Rabin hated it. Luxury cars were uncommon in Israel and Cadillacs, especially, with their wreath-and-crest hood ornaments, had the air of American excess. When it arrived at the port in Haifa, an Israeli television crew filmed it being wheeled into the parking lot. The report aired on Channel One highlighted the car’s lavishness, prompting opposition figures to criticize Rabin for wasting government money. From that point on, the car became a source of friction between the prime minister and his security chief. Rabin complained that the silver Cadillac, with its thick, cloudy windows and its excessive weight, made him claustrophobic. Often he instructed his driver
to bring the Caprice instead—over the objections of the agency. Yechezkel Sharabi, who served as Rabin’s driver for three decades, said later that his boss felt uncomfortable traveling in an armored car when ordinary Israelis risked being blown up on buses.

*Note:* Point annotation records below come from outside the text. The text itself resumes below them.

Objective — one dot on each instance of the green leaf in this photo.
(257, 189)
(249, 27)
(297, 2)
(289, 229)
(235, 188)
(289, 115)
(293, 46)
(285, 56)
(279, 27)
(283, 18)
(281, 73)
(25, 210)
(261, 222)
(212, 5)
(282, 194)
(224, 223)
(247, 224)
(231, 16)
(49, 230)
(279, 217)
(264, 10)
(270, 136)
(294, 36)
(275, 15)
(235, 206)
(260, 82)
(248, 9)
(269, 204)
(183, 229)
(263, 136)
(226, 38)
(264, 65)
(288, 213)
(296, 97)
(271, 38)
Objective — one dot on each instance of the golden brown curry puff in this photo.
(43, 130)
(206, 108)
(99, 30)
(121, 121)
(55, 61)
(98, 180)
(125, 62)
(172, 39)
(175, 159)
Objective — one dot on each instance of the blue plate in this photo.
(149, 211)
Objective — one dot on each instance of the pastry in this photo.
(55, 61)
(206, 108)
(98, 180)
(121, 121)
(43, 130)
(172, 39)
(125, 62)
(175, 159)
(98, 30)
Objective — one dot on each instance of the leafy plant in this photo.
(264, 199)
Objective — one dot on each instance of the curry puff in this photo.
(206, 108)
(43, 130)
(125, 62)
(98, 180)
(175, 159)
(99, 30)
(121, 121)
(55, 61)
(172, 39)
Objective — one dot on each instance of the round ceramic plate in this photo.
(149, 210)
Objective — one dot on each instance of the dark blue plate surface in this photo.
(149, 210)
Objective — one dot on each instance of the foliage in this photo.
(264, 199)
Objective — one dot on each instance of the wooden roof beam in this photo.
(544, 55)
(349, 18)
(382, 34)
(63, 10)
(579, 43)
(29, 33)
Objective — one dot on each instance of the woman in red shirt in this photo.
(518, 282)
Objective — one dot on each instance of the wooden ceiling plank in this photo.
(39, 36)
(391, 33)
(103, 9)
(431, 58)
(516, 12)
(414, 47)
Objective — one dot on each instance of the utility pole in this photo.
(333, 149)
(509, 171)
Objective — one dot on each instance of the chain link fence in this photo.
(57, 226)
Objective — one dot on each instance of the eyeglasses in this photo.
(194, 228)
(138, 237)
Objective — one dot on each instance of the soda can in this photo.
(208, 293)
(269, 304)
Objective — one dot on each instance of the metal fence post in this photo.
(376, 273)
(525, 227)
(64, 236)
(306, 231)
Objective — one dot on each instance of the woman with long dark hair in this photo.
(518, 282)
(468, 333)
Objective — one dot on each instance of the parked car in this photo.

Rabin and Gillon also clashed over the issue of a bulletproof vest, which the agency had been trying for more than a year to get Rabin to wear. Gillon made the case that the threats against the prime minister were now specific enough to warrant wearing one at all public appearances. He argued that modern vests were light and flexible, not the bulky things Rabin knew from his military days. And he explained why they were so effective. Most assassins shot from the hip—raising the gun to eye level made them too conspicuous. From that low-down position, even a skilled shooter would have a hard time hitting a person in the head. The back, in contrast, formed a broad target. A good bulletproof vest would cover it entirely.

Rabin responded with a typical wave of the hand. “Are you out of your mind? I’ll never wear a bulletproof vest in my own country, no matter what it’s made of.” In early spring, Rabin and Gillon both attended Israel’s annual memorial service for fallen soldiers at Mount Herzl in Jerusalem. Right-wing protesters waited for the prime minister, chanting, “Rabin is a traitor.” Gillon gestured at the crowd and raised the issue once again, only to be rebuffed. “I could understand his position,” Gillon would write in his memoir later. “He was this Palmach soldier who fought in Israel’s wars for thirty years, who commanded the army in the victorious Six-Day War . . . and he’s supposed to suffer this humiliation?”